The above considerations suggest the following desiderata for a foundation ontology that can be adopted and used by a large enough community to serve as a de facto standard of meaning:
- the core set of concept representations required to use the ontology effectively should be as small as possible, but sufficient to support specification of any specialized concept meaning
- the ontology should be fully public and developed by an open procedure, so as to permit alternative logically compatible views of entities; it should be maintained by an open process and allow additions as needed to represent new topics;
- there should be a powerful intuitive natural language interface, capable of determining whether (1) representations of specific concepts are already present in the core foundation ontology or in some public extension, or (2) if not, to list the elements in the ontology closest in meaning
- the ontology format should have the expressiveness of at least FOL
- there should be several open-source substantive applications demonstrating the usefulness of the ontology
- extensions to the core, with logical specifications of concepts based on combinations of the core concept representations, should be maintained and freely available, in the manner of Java library packages, to minimize the need for creating new definitions.

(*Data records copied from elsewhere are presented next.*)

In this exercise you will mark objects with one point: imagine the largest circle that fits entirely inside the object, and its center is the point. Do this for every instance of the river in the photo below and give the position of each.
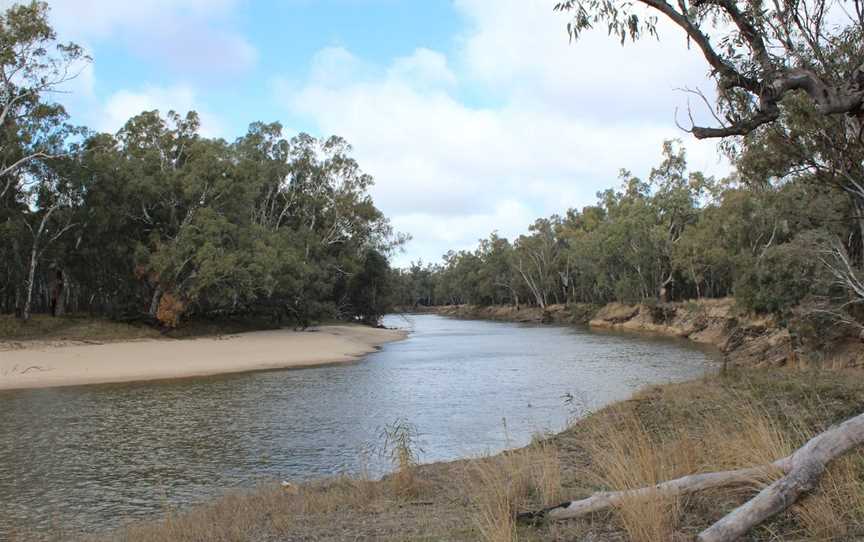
(90, 457)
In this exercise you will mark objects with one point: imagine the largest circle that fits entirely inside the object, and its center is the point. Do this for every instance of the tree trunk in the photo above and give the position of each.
(31, 275)
(804, 468)
(802, 472)
(154, 302)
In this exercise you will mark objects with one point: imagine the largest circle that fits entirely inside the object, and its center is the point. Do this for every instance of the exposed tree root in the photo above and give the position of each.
(802, 471)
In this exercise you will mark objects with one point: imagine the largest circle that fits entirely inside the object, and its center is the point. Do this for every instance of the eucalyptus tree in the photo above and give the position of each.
(33, 131)
(32, 64)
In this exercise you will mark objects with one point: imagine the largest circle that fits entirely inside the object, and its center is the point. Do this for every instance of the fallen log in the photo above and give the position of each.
(801, 470)
(805, 469)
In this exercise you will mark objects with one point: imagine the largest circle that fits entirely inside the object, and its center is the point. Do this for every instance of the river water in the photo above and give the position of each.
(90, 457)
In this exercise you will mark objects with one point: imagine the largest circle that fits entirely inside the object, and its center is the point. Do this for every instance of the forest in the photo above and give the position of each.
(676, 235)
(158, 223)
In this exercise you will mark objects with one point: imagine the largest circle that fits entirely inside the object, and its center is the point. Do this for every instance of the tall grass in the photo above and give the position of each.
(504, 484)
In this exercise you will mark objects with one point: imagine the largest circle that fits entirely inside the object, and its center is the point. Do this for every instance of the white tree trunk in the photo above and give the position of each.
(31, 276)
(802, 472)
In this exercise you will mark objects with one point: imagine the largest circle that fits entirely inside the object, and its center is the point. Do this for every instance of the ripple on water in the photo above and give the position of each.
(92, 456)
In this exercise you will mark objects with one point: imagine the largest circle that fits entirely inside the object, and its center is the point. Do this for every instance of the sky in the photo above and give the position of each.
(472, 116)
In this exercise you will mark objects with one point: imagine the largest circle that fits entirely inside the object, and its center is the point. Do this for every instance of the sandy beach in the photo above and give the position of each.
(42, 364)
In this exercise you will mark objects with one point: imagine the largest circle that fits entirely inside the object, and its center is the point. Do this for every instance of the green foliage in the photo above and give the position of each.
(783, 275)
(369, 288)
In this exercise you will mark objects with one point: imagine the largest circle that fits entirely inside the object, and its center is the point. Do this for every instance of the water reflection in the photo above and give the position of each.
(89, 456)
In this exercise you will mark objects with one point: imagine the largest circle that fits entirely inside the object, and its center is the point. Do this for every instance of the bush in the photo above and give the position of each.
(784, 275)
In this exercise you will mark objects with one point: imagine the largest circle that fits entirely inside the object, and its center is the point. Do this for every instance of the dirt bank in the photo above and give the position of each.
(747, 340)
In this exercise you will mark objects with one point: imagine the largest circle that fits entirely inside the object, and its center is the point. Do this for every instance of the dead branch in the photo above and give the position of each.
(801, 470)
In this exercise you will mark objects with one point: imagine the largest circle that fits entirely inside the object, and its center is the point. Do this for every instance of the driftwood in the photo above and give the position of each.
(801, 470)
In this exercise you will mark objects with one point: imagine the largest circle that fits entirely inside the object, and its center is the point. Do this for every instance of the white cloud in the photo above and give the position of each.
(191, 36)
(570, 116)
(124, 104)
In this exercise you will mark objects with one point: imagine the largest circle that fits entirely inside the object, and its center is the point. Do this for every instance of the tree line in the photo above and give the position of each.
(159, 222)
(673, 235)
(785, 231)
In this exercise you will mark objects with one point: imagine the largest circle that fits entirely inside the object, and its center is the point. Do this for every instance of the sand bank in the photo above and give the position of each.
(38, 365)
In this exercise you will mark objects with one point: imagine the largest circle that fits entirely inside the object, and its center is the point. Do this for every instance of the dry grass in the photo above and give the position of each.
(71, 328)
(663, 432)
(502, 485)
(836, 509)
(625, 456)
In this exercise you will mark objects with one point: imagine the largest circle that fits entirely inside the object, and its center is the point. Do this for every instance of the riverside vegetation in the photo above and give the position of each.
(197, 228)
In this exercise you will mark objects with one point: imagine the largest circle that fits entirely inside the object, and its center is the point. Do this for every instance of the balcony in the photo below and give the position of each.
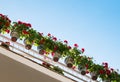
(20, 65)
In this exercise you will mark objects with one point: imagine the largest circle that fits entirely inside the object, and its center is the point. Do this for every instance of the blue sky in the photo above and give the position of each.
(92, 24)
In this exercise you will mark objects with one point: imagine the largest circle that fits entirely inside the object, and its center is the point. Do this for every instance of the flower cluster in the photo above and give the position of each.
(51, 45)
(4, 23)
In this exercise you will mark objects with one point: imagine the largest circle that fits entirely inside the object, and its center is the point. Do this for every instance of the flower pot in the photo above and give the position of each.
(107, 80)
(56, 56)
(28, 45)
(5, 45)
(82, 69)
(14, 36)
(94, 75)
(69, 61)
(0, 27)
(40, 49)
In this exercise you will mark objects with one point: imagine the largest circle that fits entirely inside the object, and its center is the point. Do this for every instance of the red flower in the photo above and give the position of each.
(82, 50)
(7, 30)
(54, 38)
(7, 43)
(55, 48)
(87, 71)
(7, 24)
(29, 25)
(65, 41)
(25, 32)
(49, 34)
(86, 66)
(42, 41)
(52, 53)
(108, 72)
(19, 22)
(69, 47)
(101, 71)
(111, 69)
(76, 45)
(73, 67)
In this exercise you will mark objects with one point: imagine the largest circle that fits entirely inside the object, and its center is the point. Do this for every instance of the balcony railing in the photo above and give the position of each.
(34, 56)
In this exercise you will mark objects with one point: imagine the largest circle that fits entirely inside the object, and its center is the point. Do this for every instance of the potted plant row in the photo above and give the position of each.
(50, 44)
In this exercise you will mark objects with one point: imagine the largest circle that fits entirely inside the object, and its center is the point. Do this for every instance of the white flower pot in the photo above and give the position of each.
(69, 62)
(94, 75)
(14, 36)
(82, 69)
(106, 81)
(56, 56)
(27, 44)
(40, 49)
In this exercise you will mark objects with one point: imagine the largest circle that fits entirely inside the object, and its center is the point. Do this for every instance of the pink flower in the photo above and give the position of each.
(7, 43)
(73, 67)
(25, 32)
(29, 25)
(65, 41)
(52, 53)
(101, 71)
(19, 22)
(54, 38)
(87, 71)
(82, 50)
(76, 45)
(49, 34)
(69, 47)
(7, 30)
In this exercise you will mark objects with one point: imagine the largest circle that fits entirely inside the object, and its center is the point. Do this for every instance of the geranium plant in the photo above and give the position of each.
(21, 29)
(4, 23)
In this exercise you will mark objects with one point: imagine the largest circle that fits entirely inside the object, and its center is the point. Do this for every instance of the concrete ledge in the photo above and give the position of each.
(25, 64)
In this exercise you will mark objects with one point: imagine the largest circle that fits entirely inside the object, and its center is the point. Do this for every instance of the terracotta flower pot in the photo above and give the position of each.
(82, 69)
(69, 62)
(56, 56)
(94, 75)
(14, 36)
(28, 46)
(40, 49)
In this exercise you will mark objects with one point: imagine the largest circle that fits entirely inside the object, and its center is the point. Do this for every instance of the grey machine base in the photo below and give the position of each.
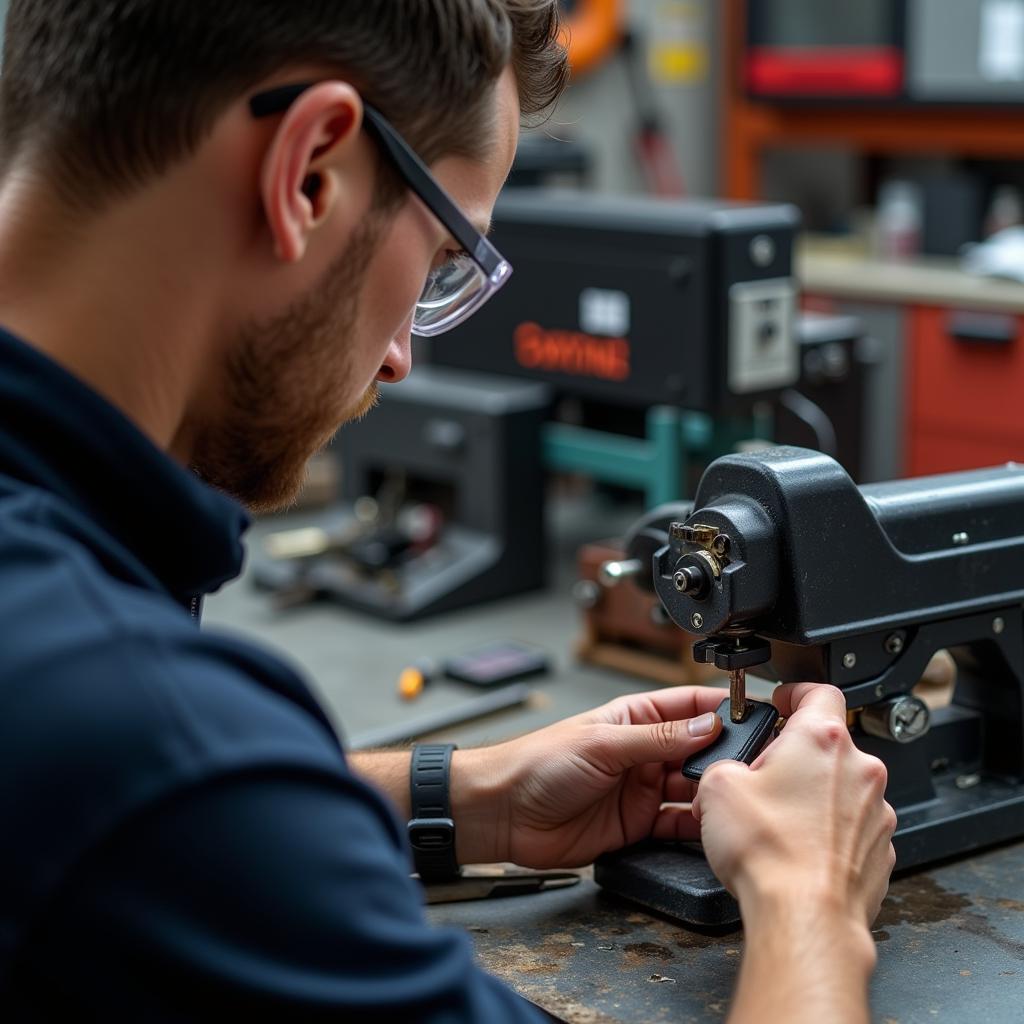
(675, 880)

In order have a de facto standard of meaning, it is not necessary to have universal agreement to use only one foundation ontology; it is only necessary that some foundation ontology have a user community large enough for third-party vendors to have incentive to develop utilities that make the standard easier to use, and to develop applications that demonstrate its utility. It should also have a sufficiently wide community of users that research groups will have an incentive to use it as the standard of meaning through which they can transfer information from diverse separate applications, each using different forms of intelligent information processing.